Milan, le prossime sfide: rifinanziamento del debito e conti in ordine

Il Milan ha perso una “battaglia”, ma adesso ha altre sfide su cui concentrarsi: rifinanziamento del debito e conti in ordine. I dettagli

Come viene sottolineato dalla Gazzetta dello Sport, la Uefa ha detto no al voluntary agreement presentato da Marco Fassone a Nyon, tuttavia il club rossonero è impegnato nei prossimi mesi su altri fronti: la restituzione del debito nei confronti del fondo Elliott e mettere i conti in ordine per garantire stabilità alla società.

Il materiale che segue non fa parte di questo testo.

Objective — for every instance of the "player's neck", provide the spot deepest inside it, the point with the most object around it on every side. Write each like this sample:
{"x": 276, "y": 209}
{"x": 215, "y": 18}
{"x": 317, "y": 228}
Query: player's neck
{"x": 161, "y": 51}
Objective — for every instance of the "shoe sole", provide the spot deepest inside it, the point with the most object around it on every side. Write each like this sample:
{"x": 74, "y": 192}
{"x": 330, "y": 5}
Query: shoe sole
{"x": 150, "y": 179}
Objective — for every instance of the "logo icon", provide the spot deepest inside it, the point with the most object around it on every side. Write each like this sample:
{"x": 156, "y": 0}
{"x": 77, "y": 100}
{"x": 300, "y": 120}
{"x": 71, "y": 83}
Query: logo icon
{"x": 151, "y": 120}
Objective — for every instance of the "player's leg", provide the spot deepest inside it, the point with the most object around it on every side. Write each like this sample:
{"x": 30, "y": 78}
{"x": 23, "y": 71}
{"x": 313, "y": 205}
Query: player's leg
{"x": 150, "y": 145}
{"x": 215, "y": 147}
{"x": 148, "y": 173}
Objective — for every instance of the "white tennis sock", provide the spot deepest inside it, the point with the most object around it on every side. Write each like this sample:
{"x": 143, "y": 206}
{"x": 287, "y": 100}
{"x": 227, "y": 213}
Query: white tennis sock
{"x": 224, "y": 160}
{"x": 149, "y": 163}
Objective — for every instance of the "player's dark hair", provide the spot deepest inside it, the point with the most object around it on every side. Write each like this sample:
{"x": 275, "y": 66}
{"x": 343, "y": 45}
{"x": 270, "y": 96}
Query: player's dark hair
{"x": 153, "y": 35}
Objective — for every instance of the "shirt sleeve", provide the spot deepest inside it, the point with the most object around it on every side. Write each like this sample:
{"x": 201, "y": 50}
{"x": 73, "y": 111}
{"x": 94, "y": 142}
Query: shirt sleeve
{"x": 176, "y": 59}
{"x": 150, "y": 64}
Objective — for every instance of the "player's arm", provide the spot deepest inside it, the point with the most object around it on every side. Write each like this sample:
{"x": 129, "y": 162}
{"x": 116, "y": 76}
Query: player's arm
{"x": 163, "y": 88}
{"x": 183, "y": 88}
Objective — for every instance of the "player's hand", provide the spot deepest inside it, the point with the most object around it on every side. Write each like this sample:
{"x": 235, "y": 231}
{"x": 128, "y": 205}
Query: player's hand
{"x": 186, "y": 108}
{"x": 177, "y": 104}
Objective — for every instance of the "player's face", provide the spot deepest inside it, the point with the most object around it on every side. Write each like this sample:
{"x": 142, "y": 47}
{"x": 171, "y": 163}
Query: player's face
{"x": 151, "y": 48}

FONDO ELLIOTT – Come noto, il Milan deve restituire entro ottobre 2018  303 milioni di euro al fondo Elliott. L’obiettivo della proprietà è quello sostanzialmente di rifinanziare il debito, evitando scadenze decisive nel prossimo anno e allungare le possibilità di rifinanziamento al 2023. Al tal proposito il club rossonero ha firmato un accordo con BGB Weston, advisor inglese che cercherà in otto settimane una banca o un fondo che, come detto, rifinanzi il debito. La cifra richiesta dal Milan al nuovo istituto di credito sarebbe più alta rispetto alla precedente, in maniera tale che una parte della liquidità sia destinata alla gestione del club. Se la società non dovesse riuscire a saldare il debito a Elliott, quest’ultimo diventerebbe il nuovo proprietario del Milan, con la possibilità di gestire il club o rivendere a sua volta la società, creando sostanzialmente una situazione molto instabile. Ovviamente al momento questa è un’ipotesi remota, visto che basterebbe che la BGB trovi il nuovo fondo: si parla nelle ultime ore della Highbridge Capital Managment, banca americana che sta effettuando tutte le analisi necessarie relative ai conti.

CONTI – I conti sono l’altra importante sfida del Milan di questi mesi. L’obiettivo è quello di metterli in sicurezza e di garantire stabilità alla società, cosi come è stato promesso nell’ultima assemblea dei soci del 13 novembre, in cui c’è stata una perdita di 32, 6 milioni. Senza la qualificazione in Champions League, cosa molto probabile visto il distacco in campionato dalla quarta posizione, il Milan sarebbe costretto a cedere uno-due top player, cosi come ha dichiarato più volte l’amministratore delegato Marco Fassone. Intanto recentemente è arrivato l’ultimo bonifico del presidente Yonghong Li,  che ha verso 49 milioni dei 60 previsti dall’aumento di capitale di maggio. Fassone nell’assemblea dei soci ha spiegato come l’obiettivo della società sia quello di arrivare al pareggio di bilancio nel 2020, anno in cui potrebbe verificarsi anche l’approdo in Borsa, con utili che sarebbero previsti per l’anno successivo. L’ultima novità è quella riguardante il progetto Milan China, creato per sviluppare il brand in Oriente: al momento c’è una situazione di stand by, visto i ritardi dovuti dalla burocrazia locale.